Anyway, it is just something to think about, in any case. The way you will probably need to draw a sprite on top of a tile is place the sprite inside your tile/map generation function. This has a few problems, first of which is "how do you know which tile the sprite should be blit to?".

The next problem is kind of tricky, especially if you hadn''t created the tile blitter with sprites in mind in the first place (sometimes major re-programming), you need to blit the sprite right after the tile he is standing on has been blitted, then continue blitting the rest of the tiles. This is probably the simplest way, there are others, but they are a lot more complicated, however, this type of blit makes it nice if you have a tile in the foreground which is taller than the tile which the sprite is standing on since it gives depth and makes it look like the sprite is standing "behind" things (like trees, rocks, ect).

The last problem with this type of blit is that, on certain occasions when moving from tile to tile, part of your sprite will be blit over by the tile next to it which causes your sprite to lose an arm, leg, or sometimes a head. For some games, this isn''t a big deal, I have seen it in a few professional games, and in most cases the look is not that detrimental.

Another way you could try it is like it said "much more complicated". This is the way most Sierra adventure games (ie: kings quest, heros quest, ect.) are done. Although they aren''t using a tile based map system, they have unseen maps for things such as: Where the sprite can walk without running into something, which objects are in the foreground so the sprite is blit behind them (or in front depending on his location), ect. This way would probably too complex for a scrolling system.
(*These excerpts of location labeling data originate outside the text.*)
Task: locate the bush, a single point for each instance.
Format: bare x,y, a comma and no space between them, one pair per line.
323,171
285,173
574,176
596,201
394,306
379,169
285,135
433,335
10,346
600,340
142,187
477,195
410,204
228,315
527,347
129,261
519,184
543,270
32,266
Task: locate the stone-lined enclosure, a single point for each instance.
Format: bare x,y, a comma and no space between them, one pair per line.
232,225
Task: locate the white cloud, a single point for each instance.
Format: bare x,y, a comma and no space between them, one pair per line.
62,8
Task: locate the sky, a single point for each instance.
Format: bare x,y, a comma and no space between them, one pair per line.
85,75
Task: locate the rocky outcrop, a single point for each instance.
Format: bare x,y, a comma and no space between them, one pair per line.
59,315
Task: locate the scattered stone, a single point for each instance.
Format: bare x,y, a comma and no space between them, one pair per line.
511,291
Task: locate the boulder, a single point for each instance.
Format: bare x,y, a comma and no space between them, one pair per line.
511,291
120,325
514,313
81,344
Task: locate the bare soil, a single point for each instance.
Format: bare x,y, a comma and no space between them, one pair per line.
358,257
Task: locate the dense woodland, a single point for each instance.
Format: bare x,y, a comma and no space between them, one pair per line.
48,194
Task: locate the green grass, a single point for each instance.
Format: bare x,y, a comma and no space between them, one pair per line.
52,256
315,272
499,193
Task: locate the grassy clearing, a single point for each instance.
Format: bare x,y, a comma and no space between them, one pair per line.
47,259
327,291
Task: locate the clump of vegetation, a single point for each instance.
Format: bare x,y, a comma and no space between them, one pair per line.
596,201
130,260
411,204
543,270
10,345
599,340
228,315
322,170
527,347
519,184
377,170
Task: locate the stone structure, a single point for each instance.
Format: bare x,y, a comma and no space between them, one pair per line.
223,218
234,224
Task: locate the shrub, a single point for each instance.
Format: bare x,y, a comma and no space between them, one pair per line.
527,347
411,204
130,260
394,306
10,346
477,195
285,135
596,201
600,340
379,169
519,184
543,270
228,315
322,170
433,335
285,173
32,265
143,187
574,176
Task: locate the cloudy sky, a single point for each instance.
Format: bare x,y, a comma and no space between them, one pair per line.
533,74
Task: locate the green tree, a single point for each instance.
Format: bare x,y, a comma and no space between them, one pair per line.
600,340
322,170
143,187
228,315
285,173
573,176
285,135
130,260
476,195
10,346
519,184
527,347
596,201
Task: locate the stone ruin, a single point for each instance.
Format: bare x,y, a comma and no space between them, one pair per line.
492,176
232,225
And last but not least, you could do it the Star Craft way. This way is the easiest by far, but the problem is that the angle in which you are looking at your map has to be an overhead style. If this is the case, just blit the tile/map first then blit your sprites on top. Star Crafts is (of course more complicated than that, but only slightly, they do have a blit order in their map system in case of "raised tiles" such as those with trees and hills, but you could simulate this effect by making trees and such "sprites" also and blit them from back to front so the trees are in front of your sprite when he is behind them, ect. the only problem I see with this is large amounts of data to store locations for trees and such.

Hope that helped, that is a lot of text, I almost wrote a freakin'' book.